Engagement Party Guide: The Dos and Don'ts of This Pre-Wedding Event

Plan the perfect post-proposal celebration with these expert-approved ideas and tips.

backyard engagement party
Photo:

Troy Grover

Celebrate your engagement with your closest friends and family, a bevy of personalized, seasonal elements (from beverage napkins to recipes), and an intimate and relaxed atmosphere. We asked the pros to share everything couples need to know about this pre-wedding party, so you can kick off your engagement with a thoughtful guest list, unique menu, and other must-have details.

Engagement Party "Dos"

Engagement parties allow for nearly endless customization.

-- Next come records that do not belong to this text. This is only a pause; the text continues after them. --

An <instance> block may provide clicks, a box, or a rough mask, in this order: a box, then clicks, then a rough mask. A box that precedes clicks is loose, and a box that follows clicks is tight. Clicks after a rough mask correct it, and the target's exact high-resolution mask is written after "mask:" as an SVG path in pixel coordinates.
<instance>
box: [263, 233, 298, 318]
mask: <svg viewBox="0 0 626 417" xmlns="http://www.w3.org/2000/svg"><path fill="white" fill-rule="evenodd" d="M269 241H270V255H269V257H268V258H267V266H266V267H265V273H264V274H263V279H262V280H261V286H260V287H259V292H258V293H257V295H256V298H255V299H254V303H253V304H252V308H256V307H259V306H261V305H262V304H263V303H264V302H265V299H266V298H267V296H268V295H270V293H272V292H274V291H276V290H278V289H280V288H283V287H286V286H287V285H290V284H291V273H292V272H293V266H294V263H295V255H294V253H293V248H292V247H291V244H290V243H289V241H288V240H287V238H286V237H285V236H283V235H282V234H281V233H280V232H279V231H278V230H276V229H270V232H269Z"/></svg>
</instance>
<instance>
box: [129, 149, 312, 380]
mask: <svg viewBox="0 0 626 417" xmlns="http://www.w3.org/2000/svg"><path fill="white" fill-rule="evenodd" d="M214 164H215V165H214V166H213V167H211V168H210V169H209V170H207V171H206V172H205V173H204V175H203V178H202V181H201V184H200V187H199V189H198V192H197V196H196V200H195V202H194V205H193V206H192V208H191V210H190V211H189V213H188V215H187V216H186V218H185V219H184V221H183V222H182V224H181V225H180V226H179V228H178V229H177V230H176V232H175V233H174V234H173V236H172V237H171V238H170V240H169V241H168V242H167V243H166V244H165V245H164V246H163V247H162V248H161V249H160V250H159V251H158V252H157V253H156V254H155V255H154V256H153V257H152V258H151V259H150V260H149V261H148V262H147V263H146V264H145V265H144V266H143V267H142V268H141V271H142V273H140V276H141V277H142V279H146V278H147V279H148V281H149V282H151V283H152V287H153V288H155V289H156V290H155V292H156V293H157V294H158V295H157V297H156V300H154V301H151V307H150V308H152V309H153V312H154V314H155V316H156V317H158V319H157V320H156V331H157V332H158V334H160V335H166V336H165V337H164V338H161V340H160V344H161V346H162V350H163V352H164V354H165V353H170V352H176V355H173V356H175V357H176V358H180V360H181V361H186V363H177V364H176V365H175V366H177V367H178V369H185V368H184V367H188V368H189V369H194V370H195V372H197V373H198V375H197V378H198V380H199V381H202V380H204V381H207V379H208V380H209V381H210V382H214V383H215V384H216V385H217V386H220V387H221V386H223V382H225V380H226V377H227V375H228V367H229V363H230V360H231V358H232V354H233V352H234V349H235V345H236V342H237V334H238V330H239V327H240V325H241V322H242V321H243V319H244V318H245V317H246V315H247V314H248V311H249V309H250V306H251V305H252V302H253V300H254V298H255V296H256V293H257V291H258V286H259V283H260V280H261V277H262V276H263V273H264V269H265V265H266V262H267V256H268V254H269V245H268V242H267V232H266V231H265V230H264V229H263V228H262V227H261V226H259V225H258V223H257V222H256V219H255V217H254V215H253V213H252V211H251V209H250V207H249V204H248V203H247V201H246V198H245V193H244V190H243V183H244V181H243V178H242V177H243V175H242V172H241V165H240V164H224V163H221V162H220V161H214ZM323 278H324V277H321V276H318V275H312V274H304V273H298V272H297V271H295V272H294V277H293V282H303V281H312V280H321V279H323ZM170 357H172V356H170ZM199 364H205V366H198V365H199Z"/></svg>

Fill your day with personal touches on the menu, favors, venue, and entertainment, and remember to hire a photographer to catch every detail and every guest. "It's a great opportunity to get fabulous pictures," says Lynn Easton, owner of Easton Events.

Do: Keep the Guest List Small

While it's natural to want to celebrate your engagement with everyone you know, think twice before inviting all of your coworkers, neighbors, and acquaintances. "Only invite guests who will also be invited to the wedding," says Amy Nichols, owner of Amy Nichols Special Events. "Everyone who is invited to the engagement party absolutely must be invited to the wedding. The only exceptions to this rule would be very small weddings (under 50 people) or a destination wedding in a very far-flung location."

Do: Highlight Your History

Your engagement party is a sweet time to share the story of your relationship, up to and including the proposal. Jennifer Zabinski of JZ Events recommends incorporating details of your first meeting, past travels, and favorite hobbies into a photo album you can use as a guest book, or printing beverage napkins with the date, location, or wording of your proposal. (If you had a videographer or professional photographer on site during the engagement, share the results with your engagement party guests.)

Do: Create Contrast

If you have an idea of the venue, menu, and atmosphere you want for your wedding, design an engagement party that offers a subtle contrast: To complement a formal, five-course wedding celebration, consider a more casual barbecue or food truck for your engagement party. "Make this a fun cocktail/food station event so guests can mingle and not be stuck at a table," says Eyal Tessler of Tessler Events.

Brooke Keegan, owner of Brooke Keegan Special Events, also recommends sourcing a unique spot for your party: "Pick a location that is very different from your wedding venue," she says. Instead of the country club, rent out your favorite bar; instead of a beachfront hotel, set up an at-home brunch.

Do: Get Creative With the Menu

The smaller, more laid-back atmosphere that's common at engagement parties also allows you to create a playful menu. One idea: "Serve your favorite foods as 'his,' 'hers,' and 'ours' style," says Carla Ruben, owner and creative director of Creative Edge Parties. "It's a yummy conversation piece."

You can also customize your meal by requesting foods that are family favorites or cultural icons: think your grandmother's cheesecake or your dad's famous Italian meatballs. "Embrace your different backgrounds and showcase the origins of where your families come from," says Kristin Banta of Kristin Banta Events. "Just don't serve the same food you intend to serve at the wedding."

sam jack welcome party small tables outdoor garden
Jana Williams

Engagement Party "Don'ts"

Though engagement parties are flexible and easy to personalize, you should avoid a few traps, say the experts.

Don't: Rush Into It

Unless your engagement party is a surprise get-together planned for the moments immediately after the proposal, give yourself a few weeks—or even months—before planning a big celebration. "Don't hold your party too soon after the proposal," says Zabinski. "Instead of diving into party-planning mode right away, take some time to enjoy your newly engaged status, as the upcoming months may be a bit hectic!"

Don't: Break the Bank

The smaller guest list of an engagement party might inspire you to go overboard on details, but saving some of your most creative (and complicated) ideas for the wedding allows you to relax and enjoy the moment. "Don't make this the wedding!" says Tessler. "Keep it intimate, less formal, and fun!"

It also allows you to keep your budget in check, so you can focus your finances on the wedding itself. "Be careful not to spend too much time or too many resources," says Easton. "Your engagement party is the first event of many to come."

Don't: Expect Gifts

Engagement gifts are a recent trend, so while many guests may bring one, it's not required. "Historically, guests didn't bring gifts to an engagement party, as they were generally reserved for very close friends and family," says Nichols. "However, as engagement parties have grown in popularity, more and more people are bringing gifts. You can also ask the party's host to write 'No Gifts' on the invitation if you feel strongly about your guests not bringing you a little something."

Don't: Take the Nos Personally

If some of your nearest and dearest can't make it to your engagement party, accept their regrets politely, says Keegan; remember, you'll have plenty of moments to celebrate together before the wedding. "Don't be upset if some of your guests are unable to attend," she says. "It's more important if everyone you care about is at the main event."